· 3 min read ·

The Quiet Satisfaction of Editing Code in a Program You Wrote

Source: lobsters

There is a long tradition of programmers writing text editors. It sits alongside writing a compiler or a raytracer as the kind of project that teaches you something a textbook cannot. Most people build one, learn from it, and go back to Neovim. jsbarretto did not.

The post on his blog documents not just the process of building an editor, but actually using it day-to-day as his primary tool. That shift, from hobby project to daily driver, changes the entire nature of the work.

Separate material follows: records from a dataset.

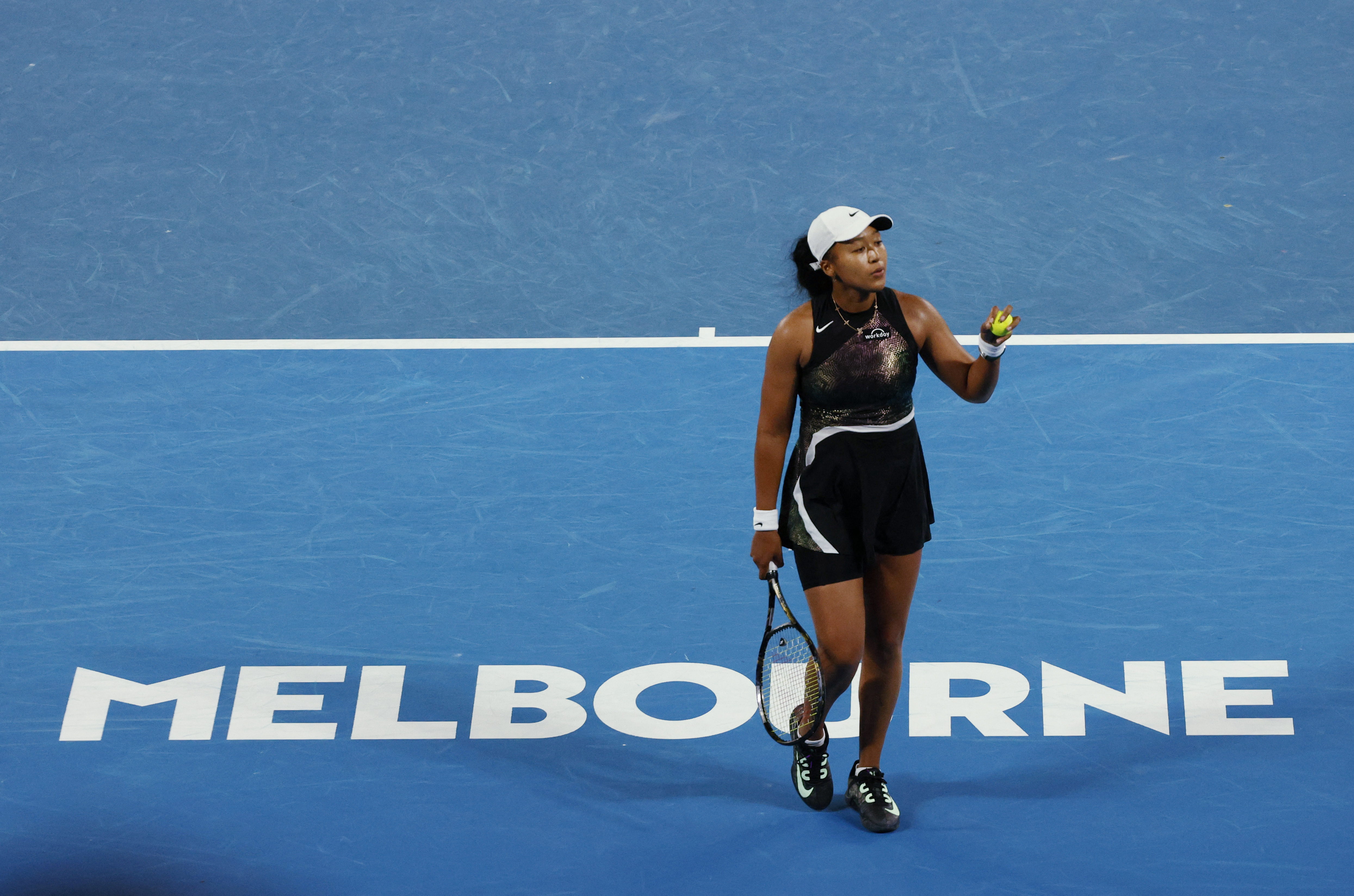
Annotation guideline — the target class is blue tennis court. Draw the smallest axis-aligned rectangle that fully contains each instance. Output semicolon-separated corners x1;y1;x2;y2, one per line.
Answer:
0;0;1354;896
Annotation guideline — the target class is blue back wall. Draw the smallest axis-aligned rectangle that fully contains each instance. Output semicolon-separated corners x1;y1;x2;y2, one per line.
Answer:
0;0;1354;340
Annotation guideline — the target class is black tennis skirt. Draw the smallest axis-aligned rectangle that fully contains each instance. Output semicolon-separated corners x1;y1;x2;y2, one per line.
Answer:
780;421;935;589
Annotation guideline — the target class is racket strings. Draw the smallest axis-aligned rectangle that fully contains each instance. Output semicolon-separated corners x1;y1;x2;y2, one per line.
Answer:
762;628;822;740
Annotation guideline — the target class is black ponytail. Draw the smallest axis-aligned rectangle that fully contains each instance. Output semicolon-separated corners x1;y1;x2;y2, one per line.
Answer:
789;234;833;299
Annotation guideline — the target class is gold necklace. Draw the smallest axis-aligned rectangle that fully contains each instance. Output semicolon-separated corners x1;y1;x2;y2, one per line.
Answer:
833;298;879;336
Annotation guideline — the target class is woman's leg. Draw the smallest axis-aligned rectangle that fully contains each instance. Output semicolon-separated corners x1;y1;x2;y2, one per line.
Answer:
804;579;865;740
856;551;922;769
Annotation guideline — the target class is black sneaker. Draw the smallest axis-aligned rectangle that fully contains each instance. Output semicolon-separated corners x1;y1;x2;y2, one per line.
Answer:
789;731;833;812
846;762;899;834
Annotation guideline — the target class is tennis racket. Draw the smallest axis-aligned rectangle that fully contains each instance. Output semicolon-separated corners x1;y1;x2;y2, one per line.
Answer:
757;566;823;746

What building an editor actually involves

A text editor is deceptively large in scope. At the surface it seems like: display characters, move a cursor, save a file. In practice you end up dealing with:

  • Buffer representation. Gap buffers and ropes are the two main approaches. A gap buffer keeps a contiguous block of memory with a gap at the cursor position; insertions and deletions are cheap as long as you stay near the gap. Ropes trade that simplicity for better performance on large files and arbitrary edits.
  • Undo/redo. Not just storing previous states, but deciding what constitutes a single undoable unit. Did pasting a paragraph count as one action or many?
  • Syntax highlighting. Either you integrate a library like Tree-sitter, or you write your own lexer. Both choices have consequences that ripple through the rest of the codebase.
  • Rendering. Terminal editors have it somewhat easier here, but you still have to think about wide characters, combining marks, and tab widths.

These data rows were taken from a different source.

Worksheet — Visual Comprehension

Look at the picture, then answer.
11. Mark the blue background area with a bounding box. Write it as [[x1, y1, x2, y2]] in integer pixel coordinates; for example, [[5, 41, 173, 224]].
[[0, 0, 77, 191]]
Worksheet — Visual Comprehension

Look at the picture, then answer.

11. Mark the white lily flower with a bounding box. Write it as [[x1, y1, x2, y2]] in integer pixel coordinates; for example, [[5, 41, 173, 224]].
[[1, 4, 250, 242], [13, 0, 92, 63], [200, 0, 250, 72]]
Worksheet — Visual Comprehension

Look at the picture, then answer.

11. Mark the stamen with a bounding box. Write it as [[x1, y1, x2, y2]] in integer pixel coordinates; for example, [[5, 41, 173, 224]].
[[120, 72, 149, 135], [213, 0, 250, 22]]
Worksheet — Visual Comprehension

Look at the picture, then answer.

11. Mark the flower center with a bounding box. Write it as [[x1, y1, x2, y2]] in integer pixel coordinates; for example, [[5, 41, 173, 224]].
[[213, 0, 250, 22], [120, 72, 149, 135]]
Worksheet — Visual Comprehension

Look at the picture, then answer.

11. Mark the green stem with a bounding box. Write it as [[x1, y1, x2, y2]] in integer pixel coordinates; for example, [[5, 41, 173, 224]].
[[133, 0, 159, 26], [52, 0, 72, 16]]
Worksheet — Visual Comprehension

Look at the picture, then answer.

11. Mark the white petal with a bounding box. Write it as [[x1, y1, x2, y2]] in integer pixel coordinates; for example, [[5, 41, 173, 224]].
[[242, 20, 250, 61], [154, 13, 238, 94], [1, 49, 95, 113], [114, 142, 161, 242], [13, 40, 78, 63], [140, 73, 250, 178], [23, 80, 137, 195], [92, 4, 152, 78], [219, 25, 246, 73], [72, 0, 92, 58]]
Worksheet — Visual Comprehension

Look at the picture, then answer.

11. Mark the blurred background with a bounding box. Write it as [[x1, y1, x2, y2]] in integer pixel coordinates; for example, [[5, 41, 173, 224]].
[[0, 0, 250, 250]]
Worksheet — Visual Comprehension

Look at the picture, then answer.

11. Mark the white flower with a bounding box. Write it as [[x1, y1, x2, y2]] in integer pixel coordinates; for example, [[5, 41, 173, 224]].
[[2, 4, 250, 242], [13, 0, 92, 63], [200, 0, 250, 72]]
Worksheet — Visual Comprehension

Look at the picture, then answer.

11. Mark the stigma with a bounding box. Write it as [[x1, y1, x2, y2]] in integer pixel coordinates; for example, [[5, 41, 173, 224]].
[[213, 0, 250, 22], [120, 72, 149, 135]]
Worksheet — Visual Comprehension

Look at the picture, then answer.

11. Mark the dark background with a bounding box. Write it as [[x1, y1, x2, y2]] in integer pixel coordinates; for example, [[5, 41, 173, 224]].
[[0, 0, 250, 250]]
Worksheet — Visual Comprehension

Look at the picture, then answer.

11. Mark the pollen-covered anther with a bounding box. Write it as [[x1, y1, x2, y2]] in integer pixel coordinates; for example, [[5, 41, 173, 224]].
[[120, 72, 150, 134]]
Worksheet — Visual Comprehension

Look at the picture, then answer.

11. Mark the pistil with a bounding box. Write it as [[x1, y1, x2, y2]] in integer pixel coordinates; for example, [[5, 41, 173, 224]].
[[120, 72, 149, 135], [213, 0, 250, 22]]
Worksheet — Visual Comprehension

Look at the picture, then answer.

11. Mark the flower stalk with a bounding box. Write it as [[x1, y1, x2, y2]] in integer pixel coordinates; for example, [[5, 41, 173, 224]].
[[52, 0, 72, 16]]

None of these problems are unsolvable. But each one is a rabbit hole, and the rabbit holes interact with each other in ways that become apparent only when you’re actually using the tool under real conditions.

Daily-driving changes what you optimize for

This is the part that interests me most. When you only use your editor for the project itself, you develop in a comfortable loop: the things you need to do match the features you have already built. But when you use it for everything else, you immediately discover which gaps are merely annoying and which ones are blockers.

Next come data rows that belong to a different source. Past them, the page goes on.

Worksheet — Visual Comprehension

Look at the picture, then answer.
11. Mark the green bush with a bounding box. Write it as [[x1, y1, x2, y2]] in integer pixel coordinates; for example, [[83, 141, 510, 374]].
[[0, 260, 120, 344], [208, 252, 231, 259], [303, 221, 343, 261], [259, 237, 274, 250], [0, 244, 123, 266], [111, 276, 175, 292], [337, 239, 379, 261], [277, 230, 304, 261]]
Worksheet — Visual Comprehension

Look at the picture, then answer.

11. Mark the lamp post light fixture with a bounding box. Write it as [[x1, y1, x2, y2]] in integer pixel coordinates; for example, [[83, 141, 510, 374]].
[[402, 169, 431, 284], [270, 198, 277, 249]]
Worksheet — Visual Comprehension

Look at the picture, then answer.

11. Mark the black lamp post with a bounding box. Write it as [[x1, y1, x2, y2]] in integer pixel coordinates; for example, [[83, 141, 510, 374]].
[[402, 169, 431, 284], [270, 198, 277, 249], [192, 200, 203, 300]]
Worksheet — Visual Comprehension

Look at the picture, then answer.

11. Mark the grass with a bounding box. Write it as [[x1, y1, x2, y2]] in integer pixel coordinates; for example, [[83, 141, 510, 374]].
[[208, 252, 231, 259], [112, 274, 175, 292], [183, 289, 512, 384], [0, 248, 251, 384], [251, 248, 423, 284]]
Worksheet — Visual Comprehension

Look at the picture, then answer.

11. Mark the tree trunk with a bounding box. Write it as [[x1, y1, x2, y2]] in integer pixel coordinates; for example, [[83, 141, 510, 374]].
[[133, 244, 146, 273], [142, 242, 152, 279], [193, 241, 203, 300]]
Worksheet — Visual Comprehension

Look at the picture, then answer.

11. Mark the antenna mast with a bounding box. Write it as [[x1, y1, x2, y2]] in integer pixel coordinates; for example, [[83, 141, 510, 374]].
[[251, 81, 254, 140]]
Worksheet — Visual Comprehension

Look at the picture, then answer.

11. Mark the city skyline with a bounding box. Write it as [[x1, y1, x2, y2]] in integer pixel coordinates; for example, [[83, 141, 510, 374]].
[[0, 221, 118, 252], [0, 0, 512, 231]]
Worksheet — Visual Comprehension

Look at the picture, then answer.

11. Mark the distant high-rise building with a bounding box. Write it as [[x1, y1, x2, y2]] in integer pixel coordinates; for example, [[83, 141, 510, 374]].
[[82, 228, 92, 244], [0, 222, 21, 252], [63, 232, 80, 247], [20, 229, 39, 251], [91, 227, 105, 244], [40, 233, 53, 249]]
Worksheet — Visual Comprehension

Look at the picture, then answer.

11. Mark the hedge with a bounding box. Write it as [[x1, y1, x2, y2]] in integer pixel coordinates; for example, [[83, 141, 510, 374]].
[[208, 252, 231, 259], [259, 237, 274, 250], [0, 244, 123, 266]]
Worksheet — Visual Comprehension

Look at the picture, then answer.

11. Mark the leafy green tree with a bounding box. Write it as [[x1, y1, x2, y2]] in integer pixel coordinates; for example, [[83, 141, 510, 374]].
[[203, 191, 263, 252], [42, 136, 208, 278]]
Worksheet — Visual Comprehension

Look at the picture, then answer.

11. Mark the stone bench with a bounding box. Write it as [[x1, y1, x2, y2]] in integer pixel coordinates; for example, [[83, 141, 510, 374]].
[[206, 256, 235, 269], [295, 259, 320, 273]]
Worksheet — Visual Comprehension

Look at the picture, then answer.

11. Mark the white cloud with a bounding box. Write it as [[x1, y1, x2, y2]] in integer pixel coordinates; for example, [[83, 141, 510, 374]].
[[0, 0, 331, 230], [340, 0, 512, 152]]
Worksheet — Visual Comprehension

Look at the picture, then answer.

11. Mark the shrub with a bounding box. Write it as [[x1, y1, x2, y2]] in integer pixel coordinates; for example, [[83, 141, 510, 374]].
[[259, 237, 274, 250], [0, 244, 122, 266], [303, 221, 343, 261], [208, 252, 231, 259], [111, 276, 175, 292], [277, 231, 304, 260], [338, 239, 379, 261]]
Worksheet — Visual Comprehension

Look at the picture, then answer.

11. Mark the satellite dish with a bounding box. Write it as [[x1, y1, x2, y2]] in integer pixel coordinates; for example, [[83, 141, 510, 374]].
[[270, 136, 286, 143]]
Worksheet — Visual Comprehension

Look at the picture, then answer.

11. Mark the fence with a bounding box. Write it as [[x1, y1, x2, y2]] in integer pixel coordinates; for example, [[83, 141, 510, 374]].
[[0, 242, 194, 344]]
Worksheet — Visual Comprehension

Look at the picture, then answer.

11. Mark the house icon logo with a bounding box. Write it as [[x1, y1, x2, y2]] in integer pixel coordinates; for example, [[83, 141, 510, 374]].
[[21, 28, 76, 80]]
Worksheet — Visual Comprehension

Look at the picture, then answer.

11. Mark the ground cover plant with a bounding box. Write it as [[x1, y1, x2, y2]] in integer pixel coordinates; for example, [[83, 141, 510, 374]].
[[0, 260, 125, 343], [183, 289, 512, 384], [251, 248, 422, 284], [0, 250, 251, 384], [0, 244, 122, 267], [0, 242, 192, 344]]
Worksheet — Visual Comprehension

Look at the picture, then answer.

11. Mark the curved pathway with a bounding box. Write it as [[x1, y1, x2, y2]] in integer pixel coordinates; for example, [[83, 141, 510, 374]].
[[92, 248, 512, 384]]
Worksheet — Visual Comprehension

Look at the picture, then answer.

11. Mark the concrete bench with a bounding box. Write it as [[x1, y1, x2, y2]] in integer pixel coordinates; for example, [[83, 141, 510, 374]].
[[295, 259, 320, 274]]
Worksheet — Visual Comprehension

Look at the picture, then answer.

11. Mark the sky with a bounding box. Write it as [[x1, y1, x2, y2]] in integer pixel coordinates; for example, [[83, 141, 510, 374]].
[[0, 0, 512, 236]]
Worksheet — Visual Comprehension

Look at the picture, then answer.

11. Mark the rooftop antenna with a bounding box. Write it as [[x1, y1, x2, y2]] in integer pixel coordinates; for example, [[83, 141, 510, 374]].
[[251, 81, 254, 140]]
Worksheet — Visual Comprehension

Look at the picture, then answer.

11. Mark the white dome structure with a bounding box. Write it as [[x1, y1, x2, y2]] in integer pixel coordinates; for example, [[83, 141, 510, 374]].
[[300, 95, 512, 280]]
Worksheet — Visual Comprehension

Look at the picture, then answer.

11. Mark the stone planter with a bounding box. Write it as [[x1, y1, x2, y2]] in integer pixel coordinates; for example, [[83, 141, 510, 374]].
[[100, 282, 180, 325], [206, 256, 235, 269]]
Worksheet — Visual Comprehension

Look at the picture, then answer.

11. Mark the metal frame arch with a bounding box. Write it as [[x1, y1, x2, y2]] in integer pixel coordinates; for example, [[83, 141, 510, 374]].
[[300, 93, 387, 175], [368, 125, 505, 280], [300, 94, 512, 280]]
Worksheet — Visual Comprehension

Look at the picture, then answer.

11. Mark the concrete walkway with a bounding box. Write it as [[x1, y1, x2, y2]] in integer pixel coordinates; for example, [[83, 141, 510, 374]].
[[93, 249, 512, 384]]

Painful undo behavior that you can work around on a small project becomes unacceptable when you’re editing a config file at 11pm and accidentally delete the wrong block. Search that works well enough for a 200-line file hits a wall on a larger codebase. Syntax highlighting bugs that look fine in screenshots become distracting when you stare at the editor for hours.

Committing to daily-driving your own tool is a form of dogfooding that imposes a discipline you can’t fake. You fix what actually breaks in practice, not what seems theoretically important.

The systems programming appeal

There’s a reason this kind of project attracts people who lean toward systems programming. Text editors sit at an interesting level of abstraction: low enough that you’re managing memory, thinking about buffer layout, and caring about latency; high enough that the end product is something genuinely useful rather than a benchmark.

Building a Discord bot, by comparison, is mostly about orchestrating APIs and handling state in a distributed system. Building a text editor is about the machine itself. How does it move bytes around? How does it redraw the screen efficiently? What does it cost, in CPU time and memory, to handle a keypress?

Those questions have satisfying answers, and getting to live with your own answers every day is a different experience from reading about how someone else solved them.

If you have ever started a text editor project and abandoned it when life got busy, this post is worth reading. Not as motivation, but as a concrete example of what it looks like to see the thing through.